Monday, March 02, 2026

Improve Your Public Speaking

Put the best version of yourself on display every day - at home, at school, and in the community. Excellence starts with wanting to be your best, showing up consistently

At school, you share presentations with teachers and your peers. Welcome them as opportunities to demonstrate your preparation, practice, and competence. 

Your audience judges you by substance, content presentation, and your style, how well and how confidently you speak. 

Preparation

Audiences crave not only content, but remember The Big Three:

  • Novelty 
  • Emotion
  • Memorable information
Imagine you shared visiting an ICU with extremely ill patients. In one bed you saw an elderly doctor wearing a hospital gown, attached to a variety of life support devices. On the bedside table, you see a picture of the same man, a little younger, wearing a flannel shirt and jeans, surrounded by his spouse, children, and smiling grandchildren at a family barbecue. It defined contradiction, the joy and vibrance of life and its fragility. You would never forget that experience, seared into your consciousness. Real life and "Just a Photograph" indelibly linked. 

Style

Know your audience. You wouldn't address first graders as you would University representatives during a college interview. 

Show good posture. Keep your hands out of any pockets. Some hand movement may reinforce points. Avoid speaking too slowly or too fast.

Avoid punctuating your speech with "er," "um," "like" or "you know." Better to ask, "am I being clear" if you're uncertain. 

Humor can be helpful as can "emphasis points." In 1986, at a tuberculosis lecture at National Jewish Hospital in Denver, John Sbarbaro began by walking up to the first row (there were maybe 40 of us attendees), and coughing violently over them. "If I had symptomatic active tuberculosis, now you'd all have it." 

Substance 

Statistics can mean a lot in context. Imagine that a defense attorney says, "DNA testing is not infallible" and the prosecution expert says, "The odds that the DNA on the victim are not the defendant's are one in a million." Or that the Director of the National Oceanic and Atmospheric Administration says, "Here's our annual budget.

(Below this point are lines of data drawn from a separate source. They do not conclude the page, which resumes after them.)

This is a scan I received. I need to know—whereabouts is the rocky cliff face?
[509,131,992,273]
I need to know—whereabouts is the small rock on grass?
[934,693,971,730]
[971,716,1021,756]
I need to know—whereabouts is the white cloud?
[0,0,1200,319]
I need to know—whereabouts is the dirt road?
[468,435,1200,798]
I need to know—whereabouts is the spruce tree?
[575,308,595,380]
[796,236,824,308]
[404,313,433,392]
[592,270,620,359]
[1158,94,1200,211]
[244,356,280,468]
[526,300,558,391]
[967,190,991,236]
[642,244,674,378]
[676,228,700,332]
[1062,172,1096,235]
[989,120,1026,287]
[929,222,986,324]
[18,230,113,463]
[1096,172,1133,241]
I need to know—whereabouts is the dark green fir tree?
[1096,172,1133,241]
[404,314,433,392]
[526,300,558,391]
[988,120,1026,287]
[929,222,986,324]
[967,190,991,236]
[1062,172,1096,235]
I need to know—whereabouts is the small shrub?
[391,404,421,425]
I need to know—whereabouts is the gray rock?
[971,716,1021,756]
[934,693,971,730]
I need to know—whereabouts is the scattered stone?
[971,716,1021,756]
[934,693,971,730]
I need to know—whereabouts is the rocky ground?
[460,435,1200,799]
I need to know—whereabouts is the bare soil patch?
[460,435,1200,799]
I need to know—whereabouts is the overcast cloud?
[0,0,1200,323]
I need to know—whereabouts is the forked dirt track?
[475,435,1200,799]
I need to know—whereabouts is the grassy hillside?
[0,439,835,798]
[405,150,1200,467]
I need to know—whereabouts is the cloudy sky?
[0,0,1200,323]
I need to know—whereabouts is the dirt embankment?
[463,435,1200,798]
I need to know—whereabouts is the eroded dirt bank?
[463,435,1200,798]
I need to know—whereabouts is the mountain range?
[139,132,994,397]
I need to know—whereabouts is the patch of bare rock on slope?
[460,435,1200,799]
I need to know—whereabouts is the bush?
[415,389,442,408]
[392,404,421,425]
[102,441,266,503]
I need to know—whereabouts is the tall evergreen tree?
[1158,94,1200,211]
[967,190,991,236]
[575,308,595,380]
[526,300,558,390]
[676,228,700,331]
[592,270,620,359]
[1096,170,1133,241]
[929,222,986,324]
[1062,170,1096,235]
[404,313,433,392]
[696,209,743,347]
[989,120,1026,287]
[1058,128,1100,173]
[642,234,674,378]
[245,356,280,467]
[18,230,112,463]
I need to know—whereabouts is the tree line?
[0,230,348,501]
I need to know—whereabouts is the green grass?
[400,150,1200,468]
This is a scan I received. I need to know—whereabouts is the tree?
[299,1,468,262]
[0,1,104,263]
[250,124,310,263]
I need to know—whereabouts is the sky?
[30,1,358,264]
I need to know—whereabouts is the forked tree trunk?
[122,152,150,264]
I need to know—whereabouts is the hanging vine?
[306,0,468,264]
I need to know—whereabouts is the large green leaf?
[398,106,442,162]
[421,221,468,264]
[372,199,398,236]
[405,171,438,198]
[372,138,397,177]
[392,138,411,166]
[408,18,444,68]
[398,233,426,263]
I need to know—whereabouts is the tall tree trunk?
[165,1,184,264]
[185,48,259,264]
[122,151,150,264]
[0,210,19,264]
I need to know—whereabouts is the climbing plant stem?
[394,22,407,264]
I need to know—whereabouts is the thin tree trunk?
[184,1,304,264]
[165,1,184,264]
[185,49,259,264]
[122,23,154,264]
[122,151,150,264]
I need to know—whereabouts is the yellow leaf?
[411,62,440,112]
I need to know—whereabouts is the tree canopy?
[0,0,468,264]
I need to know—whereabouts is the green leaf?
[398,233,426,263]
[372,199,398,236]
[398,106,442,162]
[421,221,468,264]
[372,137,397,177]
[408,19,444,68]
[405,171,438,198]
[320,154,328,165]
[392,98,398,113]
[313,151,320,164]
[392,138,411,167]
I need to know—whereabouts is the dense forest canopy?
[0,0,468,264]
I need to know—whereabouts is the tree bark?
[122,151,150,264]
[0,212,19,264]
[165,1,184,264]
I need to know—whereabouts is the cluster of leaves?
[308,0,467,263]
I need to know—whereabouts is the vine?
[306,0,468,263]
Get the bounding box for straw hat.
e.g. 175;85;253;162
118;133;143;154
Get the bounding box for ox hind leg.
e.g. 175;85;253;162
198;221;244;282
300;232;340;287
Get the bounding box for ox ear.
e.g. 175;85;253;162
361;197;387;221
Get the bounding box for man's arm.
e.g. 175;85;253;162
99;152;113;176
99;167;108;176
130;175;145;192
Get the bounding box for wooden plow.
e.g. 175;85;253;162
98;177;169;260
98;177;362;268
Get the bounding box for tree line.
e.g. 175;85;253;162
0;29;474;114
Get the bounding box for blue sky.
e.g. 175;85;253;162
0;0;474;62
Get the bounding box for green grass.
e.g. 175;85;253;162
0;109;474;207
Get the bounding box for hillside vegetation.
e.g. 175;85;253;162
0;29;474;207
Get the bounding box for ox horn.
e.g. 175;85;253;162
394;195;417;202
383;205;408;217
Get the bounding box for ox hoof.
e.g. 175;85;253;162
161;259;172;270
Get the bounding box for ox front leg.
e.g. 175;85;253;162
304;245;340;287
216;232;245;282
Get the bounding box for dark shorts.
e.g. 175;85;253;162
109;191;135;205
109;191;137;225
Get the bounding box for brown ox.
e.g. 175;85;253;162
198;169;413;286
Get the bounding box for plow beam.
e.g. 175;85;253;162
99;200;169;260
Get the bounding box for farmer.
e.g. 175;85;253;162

In 1,600 years, that equals that of NASA." 

Be a Storyteller

Tell a compelling story that will move your audience. Remember the SUCCESS acronym, better yet, write it down. 

  • S = simple
  • U = unexpected
  • C = concrete (specific)
  • C = credible (believable)
  • E = emotional 
  • S = stories 
Ralph Labella and I coached an athletic girl who was a fierce competitor with excellent size and strength. We encouraged her to play volleyball in a winning program, where she would play in the playoffs every year. She made the volleyball team as a freshman and was superb in the sectional final. The "V-Rex" is now Dr. Victoria Crovo, a veterinarian. 

Lagniappe. Video tells great stories, too.